Even before summer fades to fall, doctors and public health workers agree now is the time for a flu shot.
“The recommendation is different this year,” Dr. John Cecil of Lourdes RediCare said. “With this year’s vaccine, the recommendation is to get it early and be good for the entire flu seasons. In the past, some literature indicated a vaccine might wane in three months, so the best time for a shot was November. We see the most flu cases in January and February.”
The U.S. Centers for Disease Control and Prevention website cdc.gov/flu/protect/keyfacts.htm warns flu season may start as early as October. The CDC suggests all wanting a shot be vaccinated by December to enjoy maximum immunity during the peak flu season.
“There is no real science showing a mid-season booster gives any benefit,” Cecil said. “The CDC and health departments say no. I would say if you see people getting the flu that have had a flu shot, you might think about getting a second shot.”

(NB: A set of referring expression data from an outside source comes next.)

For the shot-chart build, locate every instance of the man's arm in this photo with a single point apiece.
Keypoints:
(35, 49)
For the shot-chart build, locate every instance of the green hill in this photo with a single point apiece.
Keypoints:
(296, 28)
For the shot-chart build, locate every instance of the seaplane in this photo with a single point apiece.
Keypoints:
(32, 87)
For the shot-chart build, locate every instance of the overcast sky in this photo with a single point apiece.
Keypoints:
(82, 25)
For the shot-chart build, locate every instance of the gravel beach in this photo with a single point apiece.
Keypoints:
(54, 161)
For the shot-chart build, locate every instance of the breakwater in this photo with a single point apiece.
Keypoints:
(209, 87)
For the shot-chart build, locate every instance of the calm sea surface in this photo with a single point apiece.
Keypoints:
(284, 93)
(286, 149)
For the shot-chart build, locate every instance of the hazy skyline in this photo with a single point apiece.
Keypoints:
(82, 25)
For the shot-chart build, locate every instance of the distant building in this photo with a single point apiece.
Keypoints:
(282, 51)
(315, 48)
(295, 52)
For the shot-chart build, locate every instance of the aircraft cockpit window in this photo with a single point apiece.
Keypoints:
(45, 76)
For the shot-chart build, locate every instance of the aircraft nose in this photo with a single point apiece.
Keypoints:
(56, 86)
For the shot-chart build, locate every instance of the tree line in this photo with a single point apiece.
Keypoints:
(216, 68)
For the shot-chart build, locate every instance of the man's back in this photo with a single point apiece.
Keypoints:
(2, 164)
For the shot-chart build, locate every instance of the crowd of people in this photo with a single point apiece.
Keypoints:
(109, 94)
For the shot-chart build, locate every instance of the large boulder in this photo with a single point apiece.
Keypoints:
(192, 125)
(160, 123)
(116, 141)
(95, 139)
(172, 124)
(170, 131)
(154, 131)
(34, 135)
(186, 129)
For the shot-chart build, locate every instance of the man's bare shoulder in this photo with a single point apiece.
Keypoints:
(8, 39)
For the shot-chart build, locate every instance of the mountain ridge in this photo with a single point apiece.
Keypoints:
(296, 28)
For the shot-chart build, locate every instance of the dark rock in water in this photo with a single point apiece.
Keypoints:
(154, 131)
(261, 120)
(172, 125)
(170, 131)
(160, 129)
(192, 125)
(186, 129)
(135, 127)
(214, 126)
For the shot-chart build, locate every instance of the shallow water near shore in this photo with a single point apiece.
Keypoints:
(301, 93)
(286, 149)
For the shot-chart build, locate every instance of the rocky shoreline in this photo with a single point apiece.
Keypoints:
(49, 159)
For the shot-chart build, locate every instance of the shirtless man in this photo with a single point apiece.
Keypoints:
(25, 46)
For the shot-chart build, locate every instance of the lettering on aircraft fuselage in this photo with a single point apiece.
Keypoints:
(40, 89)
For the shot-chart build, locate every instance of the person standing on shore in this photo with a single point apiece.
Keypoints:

Cecil recommended the shot for everyone except those with allergies to components within the shot. He especially recommended it for patients with bronchitis, chronic obstructed pulmonary disease, smokers, patients with asthma, those with immune problems, the elderly and children.
Charlie Ross, executive director of the Purchase District Health Department, said county health departments have a good supply of vaccine. Health departments will offer shots by appointment. Larger clinics in communities will be scheduled beginning in September.
“Our message is, ‘Get your flu shot,’” Ross said. “Call your health center or another provider like your primary care office, a pharmacy or a ready care office.”
Ross said the early delivery of vaccine and warm weather means few people have taken advantage of flu shots. He expects to see more when the weather cools.
“I always hear patients say they’re worried they will get the flu from a flu shot,” Cecil said. “It’s an inactivated virus vaccine. There is nothing a person could do to get the flu from the shot.”
The CDC advises patients that vaccine side effects may include soreness, a low grade fever and aches. The website said the side effects may last a day or two, while the majority of people receiving vaccines have no side effects at all.